●すいーと・たいむ
依頼の話を聞いた時、思い浮かんだのは互いの顔だった。
友達だった相手を思い浮かべたことや、そのことに嬉しくなってしまったことの意味が、未だはっきりとよく解らないけれど、高くなる心の音だけは確かだった。
「こういうのはちょっと恥ずかしいけどALくんとなら、ね♪」
「はい、宮子様。元々『自然に』とのことです。あまり意識はせず、いつも通りで過ごしましょう」
猫野・宮子(
ja0024)とAL(
jb4583)は頷き合った。ほわりと、微笑みの花が咲く。
放課後のチャイムが鳴り、待ち合わせていた校門前へと向かい合流する。
「さて、参りましょうか。宮子様」
「うん!」
向かうのは学園内にある商店街だ。放課後のこの時間、立ち並ぶお店も擦れ違う人々も皆活気に満ちている。
思ったより人が多くて、油断したらはぐれてしまいそうだ。
「迷われませんように」
その言葉とともに差し出されたALの手を握った宮子は頷く。
「迷子になっちゃったら大変だもんね」
「ですが、もしはぐれてしまったとしても宮子様のことでしたら直ぐに探しだせる気がします」
さらりと言われたひとこと。
とても、甘くて優しい言葉で。
「……それって」
「い、いえ! なんでもありません……」
自分で言ってしまったことに気付き、ALは逆に照れてしまった。顔も赤くなってしまって、みっともないかもしれない。そんな照れを隠すようにALは手を繋いだまま少し先を歩いた。
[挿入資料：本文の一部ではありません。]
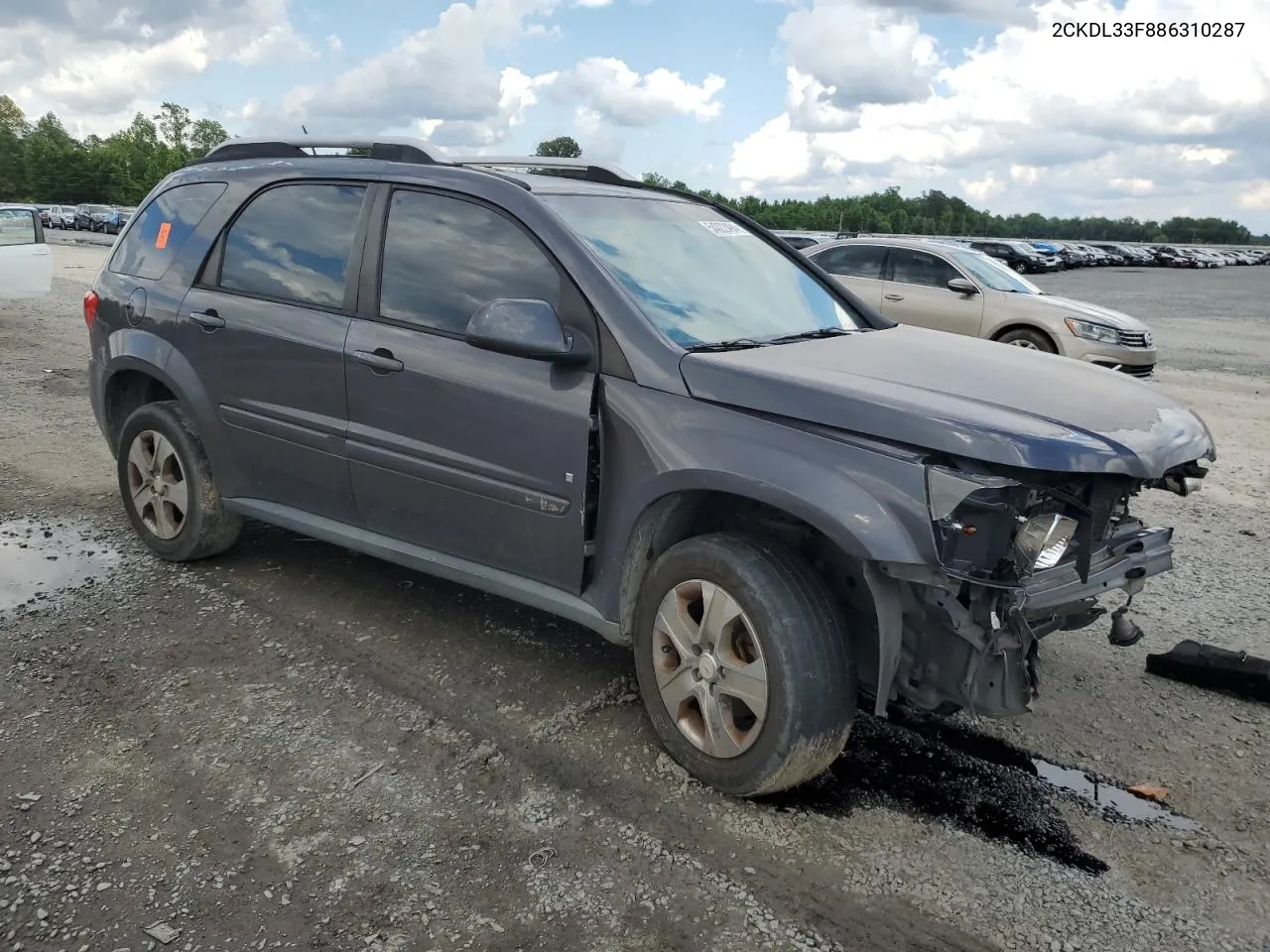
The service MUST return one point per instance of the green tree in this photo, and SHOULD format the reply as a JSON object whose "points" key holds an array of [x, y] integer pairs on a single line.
{"points": [[559, 148]]}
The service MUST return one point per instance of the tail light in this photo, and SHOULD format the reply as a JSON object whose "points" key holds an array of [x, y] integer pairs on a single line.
{"points": [[90, 301]]}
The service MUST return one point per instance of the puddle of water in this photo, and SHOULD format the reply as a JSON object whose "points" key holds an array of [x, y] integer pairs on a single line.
{"points": [[973, 780], [41, 557], [1109, 798]]}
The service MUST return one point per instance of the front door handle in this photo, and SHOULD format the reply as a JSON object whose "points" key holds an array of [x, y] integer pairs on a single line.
{"points": [[208, 318], [380, 361]]}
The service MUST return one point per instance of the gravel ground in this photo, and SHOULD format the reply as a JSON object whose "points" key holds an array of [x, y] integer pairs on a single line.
{"points": [[299, 747]]}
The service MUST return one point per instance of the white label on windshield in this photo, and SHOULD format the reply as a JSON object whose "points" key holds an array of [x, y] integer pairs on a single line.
{"points": [[722, 229]]}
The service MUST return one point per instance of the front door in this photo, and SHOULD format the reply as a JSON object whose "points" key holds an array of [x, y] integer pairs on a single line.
{"points": [[26, 262], [917, 294], [466, 452], [266, 336]]}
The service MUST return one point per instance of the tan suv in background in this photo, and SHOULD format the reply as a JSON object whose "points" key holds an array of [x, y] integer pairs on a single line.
{"points": [[945, 286]]}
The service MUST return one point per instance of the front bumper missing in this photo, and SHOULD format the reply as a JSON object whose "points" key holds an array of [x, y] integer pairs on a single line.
{"points": [[1125, 562]]}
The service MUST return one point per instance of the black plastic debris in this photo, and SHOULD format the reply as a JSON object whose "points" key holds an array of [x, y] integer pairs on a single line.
{"points": [[1214, 667], [975, 782]]}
顔の色彩を隠そうと少し前を歩くALが無意識のうちに人混みから宮子を守ろうとエスコートをしていたことは、宮子はちゃんと気付いていた。
お店をいくつか見て回りながら、ふたりが選び入ったのは、製菓材料も置いている雑貨屋だった。
歩きながら他愛もない世間話をしているうちに部室でお菓子作りをしようということに決まったのだ。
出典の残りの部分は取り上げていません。